I started working, I had wanted to spend the morning mentally replaying my time at the bike park. Thinking about the crew that was there, thinking about the tricks I was throwing. Instead, an image kept creeping into my head of a 30 year-old video game addict decked out in tactical gear with his mass-shooter basic starter kit. It's not fair. 

As the day went on, a question kept nagging at me, I was a little afraid of where it would go. The question hung there in my mind. I actually got the same feeling I do when there's a new jump or feature to try out. Something I haven't hit yet, but I want to, and like any stunt , it could go badly.

Finally I asked what I'd been wanting to know. " Let's say the day comes that you've been preparing for."

He nodded, I continued, " You put on your armor and load your guns, when you look down the barrel, Who are you aiming at?" 

He tried to cop out and said he never pictures anything specific but I called bullshit. I said, he has to imagine  something. In the video game he plays, I know he fights against scientists. I asked if he pictures shooting scientists.


He then said, "Honestly I imagine I will be fighting against the National Guard."

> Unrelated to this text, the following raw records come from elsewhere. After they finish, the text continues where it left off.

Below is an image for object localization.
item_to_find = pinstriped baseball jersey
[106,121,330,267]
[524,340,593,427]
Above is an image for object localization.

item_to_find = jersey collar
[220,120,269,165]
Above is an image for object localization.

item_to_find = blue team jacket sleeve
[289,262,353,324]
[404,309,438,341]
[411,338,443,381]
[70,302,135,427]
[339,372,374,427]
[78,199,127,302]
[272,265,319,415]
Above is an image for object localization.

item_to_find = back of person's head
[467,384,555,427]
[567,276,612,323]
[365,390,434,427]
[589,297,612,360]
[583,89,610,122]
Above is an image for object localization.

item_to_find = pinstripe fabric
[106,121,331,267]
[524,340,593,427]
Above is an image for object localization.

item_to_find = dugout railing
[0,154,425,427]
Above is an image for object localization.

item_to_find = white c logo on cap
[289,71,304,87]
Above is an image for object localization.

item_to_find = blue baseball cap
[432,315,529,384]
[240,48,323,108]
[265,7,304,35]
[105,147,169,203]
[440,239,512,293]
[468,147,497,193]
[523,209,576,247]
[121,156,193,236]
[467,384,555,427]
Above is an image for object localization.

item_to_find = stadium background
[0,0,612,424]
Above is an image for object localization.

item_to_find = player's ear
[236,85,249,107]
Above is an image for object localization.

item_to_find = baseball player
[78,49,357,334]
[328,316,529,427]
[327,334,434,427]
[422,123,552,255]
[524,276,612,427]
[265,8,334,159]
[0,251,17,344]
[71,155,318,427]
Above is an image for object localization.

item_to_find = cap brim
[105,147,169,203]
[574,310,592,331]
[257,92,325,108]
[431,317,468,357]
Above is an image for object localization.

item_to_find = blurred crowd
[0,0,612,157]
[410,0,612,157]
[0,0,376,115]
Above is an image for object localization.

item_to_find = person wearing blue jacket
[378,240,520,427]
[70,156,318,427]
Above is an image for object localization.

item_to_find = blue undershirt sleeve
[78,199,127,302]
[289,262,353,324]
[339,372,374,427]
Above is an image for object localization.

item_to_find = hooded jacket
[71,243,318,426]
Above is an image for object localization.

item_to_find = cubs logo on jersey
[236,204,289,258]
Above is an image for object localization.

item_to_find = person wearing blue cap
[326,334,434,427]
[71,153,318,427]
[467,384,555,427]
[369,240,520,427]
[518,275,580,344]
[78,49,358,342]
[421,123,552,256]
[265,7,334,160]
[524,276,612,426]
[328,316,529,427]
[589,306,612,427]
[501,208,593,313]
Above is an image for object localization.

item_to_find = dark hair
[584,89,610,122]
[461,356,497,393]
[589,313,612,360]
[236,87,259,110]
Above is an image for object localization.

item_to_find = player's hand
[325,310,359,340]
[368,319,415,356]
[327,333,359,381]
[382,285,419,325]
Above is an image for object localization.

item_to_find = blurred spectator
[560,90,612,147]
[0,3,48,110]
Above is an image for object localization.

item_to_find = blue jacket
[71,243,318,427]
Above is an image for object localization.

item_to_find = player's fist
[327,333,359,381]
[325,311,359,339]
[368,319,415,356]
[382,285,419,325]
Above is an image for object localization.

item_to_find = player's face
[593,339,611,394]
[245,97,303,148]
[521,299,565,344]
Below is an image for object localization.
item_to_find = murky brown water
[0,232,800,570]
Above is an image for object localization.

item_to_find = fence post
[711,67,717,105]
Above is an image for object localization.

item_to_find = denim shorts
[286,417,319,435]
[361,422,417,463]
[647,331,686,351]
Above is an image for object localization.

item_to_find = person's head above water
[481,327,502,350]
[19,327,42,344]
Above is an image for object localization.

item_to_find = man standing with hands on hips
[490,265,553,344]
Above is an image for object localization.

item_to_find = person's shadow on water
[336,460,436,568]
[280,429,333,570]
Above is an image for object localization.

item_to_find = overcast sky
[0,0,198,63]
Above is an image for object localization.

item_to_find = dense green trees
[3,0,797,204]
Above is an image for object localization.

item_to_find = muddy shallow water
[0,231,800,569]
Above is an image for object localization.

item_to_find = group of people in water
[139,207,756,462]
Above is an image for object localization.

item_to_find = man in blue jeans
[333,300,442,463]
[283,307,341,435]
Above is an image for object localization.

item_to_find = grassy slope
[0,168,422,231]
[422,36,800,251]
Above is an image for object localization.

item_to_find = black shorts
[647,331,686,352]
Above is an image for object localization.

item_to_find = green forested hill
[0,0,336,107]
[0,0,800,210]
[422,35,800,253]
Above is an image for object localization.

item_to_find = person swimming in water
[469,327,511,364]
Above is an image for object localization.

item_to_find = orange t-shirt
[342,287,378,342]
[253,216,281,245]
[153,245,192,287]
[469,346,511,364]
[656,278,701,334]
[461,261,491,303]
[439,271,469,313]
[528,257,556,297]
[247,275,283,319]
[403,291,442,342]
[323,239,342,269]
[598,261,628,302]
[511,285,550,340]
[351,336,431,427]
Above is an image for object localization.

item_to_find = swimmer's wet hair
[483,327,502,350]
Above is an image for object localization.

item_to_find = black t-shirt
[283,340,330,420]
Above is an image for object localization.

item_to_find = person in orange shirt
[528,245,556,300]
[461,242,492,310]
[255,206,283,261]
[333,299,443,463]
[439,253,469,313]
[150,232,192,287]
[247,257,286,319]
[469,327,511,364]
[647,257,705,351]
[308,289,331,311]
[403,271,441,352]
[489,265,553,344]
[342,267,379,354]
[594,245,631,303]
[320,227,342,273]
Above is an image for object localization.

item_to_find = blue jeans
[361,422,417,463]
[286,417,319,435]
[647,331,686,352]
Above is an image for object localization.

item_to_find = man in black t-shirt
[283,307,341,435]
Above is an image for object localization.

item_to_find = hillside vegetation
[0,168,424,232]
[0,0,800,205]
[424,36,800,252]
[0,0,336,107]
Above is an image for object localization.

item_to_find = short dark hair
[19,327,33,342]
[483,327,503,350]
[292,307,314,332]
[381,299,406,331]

I breathed a sigh of relief, "Ok so you think you'll be shooting at an enemy who looks like you but has better gear?" I continued, "That's what you're most afraid of, not nuclear war or something else?"

He explained that he didn't fear a nuclear attack on the US because our military's missile defense system was so advanced nothing would ever get through.

"The military you are preparing to go up against?" I clarified.

That's more than enough dialogue for one mountain bike post, but I get the feeling a lot of my mountain biking brethren don't get an opportunity to have conversations like this often. You're not missing out.

I went on to explain my philosophy on fear, his eyes glazed over, and he drifted into his happy place of shooting things while I talked. But my theory went like this....

As a heavily armed white man in America, he really doesn't have much he needs to be afraid of on a day to day basis. But he still lives in fear. A fear of something huge, existential fear. And it grips him all day. There is nothing he can really do about it. I asked if assembling his battle suit has brought him any comfort and he says it does briefly.

For him fear has become a massive overwhelming force that he can't engage with. He believes that one day his fear will materialize and on that day, for the first time he will step up and confront his fear bravely. I think he's doing it all wrong, I engage with my fears as often as I can. One thing I do is initiate conversations with unstable gun-nuts, but another thing I do is ride bikes.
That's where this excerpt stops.